Quello venezuelano è un popolo annientato, sempre di più, da una grave crisi economica, sociale e umanitaria, e da una politica violenta e repressiva messa in atto dal governo dittatoriale di Nicolas Maduro. Presidente dal 2013, il delfino di Hugo Chávez ha vinto le ultime elezioni ottenendo il 67,7 per cento delle preferenze, in un Paese in cui solo il 46% degli aventi diritto ha votato, e dove, secondo i sondaggi, oltre l’80% della popolazione è contro la sua persona e la sua politica. È evidente, insomma, si tratti di una vittoria frutto di raggiri e di elezioni solo in apparenza democratiche. Maduro ha vinto, ma senza l’appoggio del suo popolo – a dichiararlo è Marinellys Tremamunno, giornalista venezuelana.

Molte volte si è tentato di rovesciare l’attuale governo del Paese sudamericano senza, però, riuscirci. I leader storici dei partiti che hanno provato a contrastare Maduro, infatti, o sono scappati all’estero o sono finiti in prigione. Le guarimbas (le rivolte di piazza dei quartieri di Caracas e delle altre città) non hanno avuto esiti positivi. Contro le proteste di piazza hanno vinto la polizia e i militari: dall’inizio delle manifestazioni, oltre 12 mila persone sono state arrestate arbitrariamente e, nelle carceri, si contano circa 330 prigionieri politici.

Chi prova ad alzare la voce è tenuto sotto controllo dal Sebin (il servizio di intelligence bolivariano), le rivolte sono represse brutalmente, come è accaduto con la sommossa avvenuta nella prigione “El Helicoide”. La gente ha paura.
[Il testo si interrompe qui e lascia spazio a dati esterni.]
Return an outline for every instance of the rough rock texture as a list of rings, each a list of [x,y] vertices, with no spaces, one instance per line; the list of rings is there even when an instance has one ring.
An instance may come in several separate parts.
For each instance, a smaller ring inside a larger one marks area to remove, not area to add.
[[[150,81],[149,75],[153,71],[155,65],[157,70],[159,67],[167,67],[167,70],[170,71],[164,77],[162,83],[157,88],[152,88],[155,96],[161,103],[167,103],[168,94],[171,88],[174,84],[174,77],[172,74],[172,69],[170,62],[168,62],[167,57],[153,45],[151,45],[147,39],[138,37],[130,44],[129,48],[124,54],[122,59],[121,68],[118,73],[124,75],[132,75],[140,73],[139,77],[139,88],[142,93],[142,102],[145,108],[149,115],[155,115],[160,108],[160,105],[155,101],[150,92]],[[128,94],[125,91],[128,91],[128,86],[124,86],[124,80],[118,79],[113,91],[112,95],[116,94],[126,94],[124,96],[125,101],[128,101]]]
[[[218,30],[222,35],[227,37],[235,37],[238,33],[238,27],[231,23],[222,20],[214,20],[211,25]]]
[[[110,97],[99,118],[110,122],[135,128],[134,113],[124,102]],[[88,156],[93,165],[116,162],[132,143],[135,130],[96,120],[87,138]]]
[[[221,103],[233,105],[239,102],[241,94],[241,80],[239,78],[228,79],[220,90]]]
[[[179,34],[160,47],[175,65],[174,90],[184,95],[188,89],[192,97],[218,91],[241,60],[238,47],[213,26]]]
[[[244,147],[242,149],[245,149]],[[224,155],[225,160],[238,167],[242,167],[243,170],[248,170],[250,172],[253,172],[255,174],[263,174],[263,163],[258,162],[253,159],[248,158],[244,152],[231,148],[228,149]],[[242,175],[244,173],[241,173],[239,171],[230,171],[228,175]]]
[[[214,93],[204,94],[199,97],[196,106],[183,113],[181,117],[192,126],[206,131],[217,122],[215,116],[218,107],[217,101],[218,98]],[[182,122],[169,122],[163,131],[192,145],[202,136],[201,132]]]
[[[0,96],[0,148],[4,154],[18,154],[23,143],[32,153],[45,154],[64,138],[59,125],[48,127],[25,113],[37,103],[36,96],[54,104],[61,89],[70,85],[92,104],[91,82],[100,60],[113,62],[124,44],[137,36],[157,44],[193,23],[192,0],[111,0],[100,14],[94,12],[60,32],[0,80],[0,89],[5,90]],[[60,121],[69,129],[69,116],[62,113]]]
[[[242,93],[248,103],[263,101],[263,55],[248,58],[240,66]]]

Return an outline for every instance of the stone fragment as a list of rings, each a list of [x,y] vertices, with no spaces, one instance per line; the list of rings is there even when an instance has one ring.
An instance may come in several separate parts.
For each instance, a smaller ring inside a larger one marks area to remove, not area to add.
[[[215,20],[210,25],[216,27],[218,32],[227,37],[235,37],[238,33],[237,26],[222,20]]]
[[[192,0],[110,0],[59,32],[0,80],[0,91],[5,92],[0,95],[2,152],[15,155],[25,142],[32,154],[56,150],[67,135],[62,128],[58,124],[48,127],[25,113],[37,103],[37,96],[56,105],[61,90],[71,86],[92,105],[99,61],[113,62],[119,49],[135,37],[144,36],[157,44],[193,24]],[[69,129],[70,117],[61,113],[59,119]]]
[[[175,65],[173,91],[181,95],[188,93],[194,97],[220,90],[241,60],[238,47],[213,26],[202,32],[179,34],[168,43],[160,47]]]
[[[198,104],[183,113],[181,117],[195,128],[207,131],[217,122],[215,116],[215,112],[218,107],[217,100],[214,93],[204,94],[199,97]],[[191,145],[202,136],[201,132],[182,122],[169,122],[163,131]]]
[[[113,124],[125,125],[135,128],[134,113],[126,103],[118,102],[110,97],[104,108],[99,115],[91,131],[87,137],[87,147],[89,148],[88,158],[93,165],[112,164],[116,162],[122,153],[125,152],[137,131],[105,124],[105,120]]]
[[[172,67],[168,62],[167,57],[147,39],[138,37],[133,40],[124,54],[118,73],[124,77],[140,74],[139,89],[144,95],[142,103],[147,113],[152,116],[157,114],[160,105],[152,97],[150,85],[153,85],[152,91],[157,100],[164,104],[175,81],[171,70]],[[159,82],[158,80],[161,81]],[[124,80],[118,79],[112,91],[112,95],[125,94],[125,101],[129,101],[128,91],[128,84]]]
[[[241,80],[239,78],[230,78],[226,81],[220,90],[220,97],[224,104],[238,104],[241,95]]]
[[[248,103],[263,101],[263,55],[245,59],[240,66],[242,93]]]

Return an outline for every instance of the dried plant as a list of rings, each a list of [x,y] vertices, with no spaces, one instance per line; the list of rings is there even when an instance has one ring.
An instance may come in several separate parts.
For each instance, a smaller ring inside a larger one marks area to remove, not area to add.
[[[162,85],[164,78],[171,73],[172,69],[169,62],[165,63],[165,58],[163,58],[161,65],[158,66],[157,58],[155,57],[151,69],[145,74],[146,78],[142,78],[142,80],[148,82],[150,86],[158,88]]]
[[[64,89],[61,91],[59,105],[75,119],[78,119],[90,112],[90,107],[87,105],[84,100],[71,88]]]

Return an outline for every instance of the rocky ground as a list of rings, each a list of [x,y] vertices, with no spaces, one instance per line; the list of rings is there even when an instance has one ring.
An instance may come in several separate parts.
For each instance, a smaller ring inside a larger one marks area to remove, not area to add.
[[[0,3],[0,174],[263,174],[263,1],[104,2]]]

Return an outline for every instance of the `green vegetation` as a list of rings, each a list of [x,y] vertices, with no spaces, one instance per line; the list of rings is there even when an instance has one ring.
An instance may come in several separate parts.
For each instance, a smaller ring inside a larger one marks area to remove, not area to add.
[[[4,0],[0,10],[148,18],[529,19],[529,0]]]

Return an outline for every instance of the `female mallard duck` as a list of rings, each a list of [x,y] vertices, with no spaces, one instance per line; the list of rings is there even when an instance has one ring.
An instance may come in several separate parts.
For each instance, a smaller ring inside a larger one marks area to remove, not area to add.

Come non averne? Human Rights Watch ha accusato il governo di tortura nei confronti dei prigionieri politici e di coloro che ad esso si oppongono; inoltre, il presidente Maduro è accusato di occultamento delle violenze perpetrate dal suo corpo di polizia per reprimere e punire idee politiche differenti. Si tratta di un popolo evidentemente perseguitato.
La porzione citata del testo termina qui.